Would you say “marry me” before you ask “what’s your name”?
It happened again—the first words out of the robocaller’s synthesizer box were “press 1 for your free directory listing.”
Guess what—if that’s the first thing I hear from you, it’s also the last—because my phone will be back in its cradle before your robot even finishes the sentence. CLICK!
It’s like telling me you want to marry me the moment we first meet—before we’re even introduced. And guess what. I’m already happily married and I’m not in the market. Even if I were, that’s not how I’d want to be approached.
Sure, I’m in business, and I love free listings—useful ones, anyway, like Literary Market Place (which typically brings me a very small stream of very large clients). But I’ve also wasted a lot of time over the years filling out free listings that have zero benefit, like the gazillion Who’s Who books I got listed in back in the 1980s and 1990s.
So…when your call ID shows up as something unrecognizable (RL2 Services Co? What the heck is that?), the first thing I want to know is “who are you, really?” The second thing I want to know is “what’s the catch/the actual cost?” Then “how much time is this going to take?” And of course, “who reads your directory, how many readers are there, and how targeted is this to what I sell?”
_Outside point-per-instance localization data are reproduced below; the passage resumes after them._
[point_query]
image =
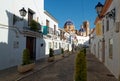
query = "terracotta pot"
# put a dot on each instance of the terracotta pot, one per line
(25, 68)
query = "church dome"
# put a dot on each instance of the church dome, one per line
(68, 23)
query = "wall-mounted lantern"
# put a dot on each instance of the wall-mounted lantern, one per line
(23, 12)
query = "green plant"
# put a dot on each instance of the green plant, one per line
(34, 25)
(80, 67)
(26, 57)
(51, 53)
No robocall is going to answer those questions.
I will listen to the first few seconds of a robocall, because sometimes it’s the bank’s identity theft with a security alert on my credit card, a school district telling me classes are canceled for weather, or something like that. I don’t love them but I have learned that once in a while, they’re real. But try to sell me something, anything, with a robocall and I just think you’re stupid, disrespectful, and annoying.
And some of the live operators are no better. I’m very protective of my cell number and give it out on a need-to-know basis. I got a human being calling me who told me he was calling because of a survey he filled out. I responded, “I don’t give my cell number out on surveys. Who are you really?” His response: CLICK!
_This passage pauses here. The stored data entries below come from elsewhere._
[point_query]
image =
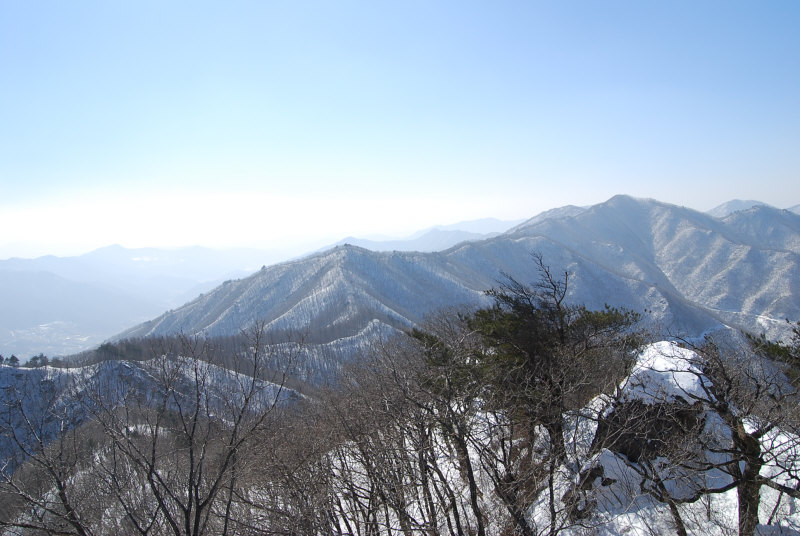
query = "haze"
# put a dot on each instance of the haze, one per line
(269, 124)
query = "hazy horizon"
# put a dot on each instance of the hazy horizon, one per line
(270, 125)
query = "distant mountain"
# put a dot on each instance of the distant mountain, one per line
(436, 238)
(433, 240)
(61, 305)
(732, 206)
(691, 272)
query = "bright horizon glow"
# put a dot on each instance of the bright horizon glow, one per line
(281, 126)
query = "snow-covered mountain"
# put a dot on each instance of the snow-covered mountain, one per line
(729, 207)
(690, 271)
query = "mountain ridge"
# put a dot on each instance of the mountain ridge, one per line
(690, 270)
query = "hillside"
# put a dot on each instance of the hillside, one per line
(691, 271)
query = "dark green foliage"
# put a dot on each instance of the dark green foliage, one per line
(788, 353)
(543, 356)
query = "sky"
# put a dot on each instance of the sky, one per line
(272, 124)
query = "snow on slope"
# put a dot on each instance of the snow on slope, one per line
(667, 373)
(690, 271)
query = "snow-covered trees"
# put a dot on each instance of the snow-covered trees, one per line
(531, 417)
Does this company really think it’s going to get on my good side with this?
I’ve had others who can’t deviate from a script. Honey, if I’m going to do business with you, we’re going to have a two-way conversation. If you’re human and you talk at me as if you are a robot, I will treat you like one. My turn to CLICK!
I continue to be amazed at the clueless, deceitful, or just plain disconnected marketing “strategies” I encounter. Presumably, businesses do these things to attract new clients. But it would be more accurate to call them “client repelling strategies,” because they do the opposite of attract.
If you would be pushed away by bad marketing when it’s done to you, why do it to others who will feel the same way?